Ein Baum im Baukorridor des Tiefbahnhofs: Für ihn und 175 andere Bäume geht es ums Überleben. Nur bei 70 bis 80 gilt der Bahn die Verpflanzung als unproblematisch. Foto: Peter-Michael Petsch

Projektsprecher Dietrich: Kleinere Bäume kein Problem, beim Rest ist es eine Abwägungsfrage.  

Stuttgart - Genau 176 Bäume stehen im Schlossgarten dem Bau des Tiefbahnhofs im Weg - und wahrscheinlich sei nur bei knapp der Hälfte eine Verpflanzung sinnvoll, meint man bei der Bahn AG. Projektsprecher Wolfgang Dietrich forderte dazu jetzt ein Bekenntnis von den anderen Projektpartnern bei Stuttgart21 ein.

Sechs Tage nach der Volksabstimmung über Stuttgart21 und 38 Tage vor dem Auftakt für gravierende Baumaßnahmen äußerte sich Projektsprecher Wolfgang Dietrich am Freitag zum Schicksal der bedrohten Bäume im Schlossgarten. Bei den 70 bis 80 kleineren Exemplaren sei die Verpflanzung vergleichsweise einfach und der Finanzaufwand mit bis zu 400000 Euro überschaubar. Ersatzstandorte stünden zur Verfügung, und der Transport dorthin bereite kein Kopfzerbrechen.

Bei den anderen größeren Bäumen müsse man aber die hohen Kosten von bis zu 400.000 Euro pro Exemplar bedenken - hier liege der Gesamtaufwand bei mindestens drei bis fünf Millionen Euro, möglicherweise höher, meinte S-21-Projektleiter Stefan Penn. Dabei habe man den geplanten Baustellenkorridor im Park in den letzten Wochen noch einmal so verändert, dass da und dort Bäume erhalten werden könnten.

Ersatzstandorte im Park finden

Bei den großen und bis zu 900 Tonnen schweren Bäumen im Park, die trotzdem noch weg müssen, komme es jetzt auf eine Abwägung und klare Ansagen der anderen Projektpartner an, forderte Dietrich. Nach Dreikönig, spätestens Mitte Januar, müsse man loslegen, bis zum Beginn der Vegetationszeit am 1. März fertig werden.

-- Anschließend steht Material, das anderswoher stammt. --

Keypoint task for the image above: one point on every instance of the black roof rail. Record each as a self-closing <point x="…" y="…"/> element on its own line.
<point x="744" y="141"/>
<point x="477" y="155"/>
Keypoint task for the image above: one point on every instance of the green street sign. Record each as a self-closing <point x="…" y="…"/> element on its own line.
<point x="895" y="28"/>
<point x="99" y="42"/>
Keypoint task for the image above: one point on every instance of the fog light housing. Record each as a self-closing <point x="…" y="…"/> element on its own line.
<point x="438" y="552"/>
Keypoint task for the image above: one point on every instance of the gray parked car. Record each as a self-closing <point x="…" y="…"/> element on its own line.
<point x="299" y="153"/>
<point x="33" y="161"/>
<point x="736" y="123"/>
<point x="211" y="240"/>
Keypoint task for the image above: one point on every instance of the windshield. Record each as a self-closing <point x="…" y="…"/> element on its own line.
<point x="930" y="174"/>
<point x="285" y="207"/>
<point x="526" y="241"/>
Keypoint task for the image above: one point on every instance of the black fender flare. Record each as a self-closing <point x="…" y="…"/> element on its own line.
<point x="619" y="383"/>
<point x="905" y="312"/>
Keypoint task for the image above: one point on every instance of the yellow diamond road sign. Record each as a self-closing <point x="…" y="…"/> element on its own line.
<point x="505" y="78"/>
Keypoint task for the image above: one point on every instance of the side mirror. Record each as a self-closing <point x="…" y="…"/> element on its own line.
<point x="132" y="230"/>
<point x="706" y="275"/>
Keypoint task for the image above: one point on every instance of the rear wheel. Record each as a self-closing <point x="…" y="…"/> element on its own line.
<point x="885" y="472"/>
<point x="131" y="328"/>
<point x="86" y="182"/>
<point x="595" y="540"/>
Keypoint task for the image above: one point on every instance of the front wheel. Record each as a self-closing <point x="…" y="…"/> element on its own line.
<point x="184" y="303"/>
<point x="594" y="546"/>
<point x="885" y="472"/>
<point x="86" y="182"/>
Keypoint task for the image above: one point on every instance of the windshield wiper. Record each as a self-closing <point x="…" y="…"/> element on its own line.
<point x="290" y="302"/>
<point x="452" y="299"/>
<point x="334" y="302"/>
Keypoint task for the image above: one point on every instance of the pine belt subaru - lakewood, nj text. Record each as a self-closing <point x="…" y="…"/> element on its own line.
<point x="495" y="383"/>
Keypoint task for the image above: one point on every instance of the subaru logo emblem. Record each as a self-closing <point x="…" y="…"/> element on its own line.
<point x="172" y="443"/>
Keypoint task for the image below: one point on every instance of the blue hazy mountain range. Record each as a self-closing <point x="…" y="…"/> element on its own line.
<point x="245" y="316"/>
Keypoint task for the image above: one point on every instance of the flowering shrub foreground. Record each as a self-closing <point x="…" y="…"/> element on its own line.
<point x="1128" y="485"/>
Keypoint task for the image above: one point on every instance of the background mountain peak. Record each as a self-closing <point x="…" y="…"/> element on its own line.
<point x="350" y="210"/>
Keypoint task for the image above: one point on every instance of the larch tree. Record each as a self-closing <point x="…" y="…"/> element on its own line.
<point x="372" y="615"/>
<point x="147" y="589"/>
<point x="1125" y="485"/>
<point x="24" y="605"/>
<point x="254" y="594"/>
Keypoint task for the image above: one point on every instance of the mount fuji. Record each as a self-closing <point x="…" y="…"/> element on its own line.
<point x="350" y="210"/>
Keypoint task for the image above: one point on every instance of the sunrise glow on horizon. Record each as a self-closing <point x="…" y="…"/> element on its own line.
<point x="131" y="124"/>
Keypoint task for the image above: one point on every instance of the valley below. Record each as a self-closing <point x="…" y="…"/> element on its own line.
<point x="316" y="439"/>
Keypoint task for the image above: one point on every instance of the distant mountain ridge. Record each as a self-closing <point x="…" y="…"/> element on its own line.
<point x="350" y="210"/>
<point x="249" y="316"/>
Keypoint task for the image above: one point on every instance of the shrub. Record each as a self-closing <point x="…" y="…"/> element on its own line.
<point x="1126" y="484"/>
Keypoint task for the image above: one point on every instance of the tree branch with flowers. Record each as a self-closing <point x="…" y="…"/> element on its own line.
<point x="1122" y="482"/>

Sowohl Dietrich als auch der von der Bahn eingeschaltete Baumgutachter Bodo Siegert wiesen auf erhebliche "Kollateralschäden" hin: Für den Abtransport der großen Bäume müssten stellenweise andere Bäume im Park geschnitten oder gefällt werden. Dann komme man aber immer noch mit den Brücken rings um den Schlossgarten in Konflikt, was dazu führen könnte, dass die Bäume auf den Tiefladern zurechtgestutzt werden müssten. Deswegen gelte es, Ersatzstandorte im Park zu finden. Dadurch verändere sich auch der Charakter des Parks.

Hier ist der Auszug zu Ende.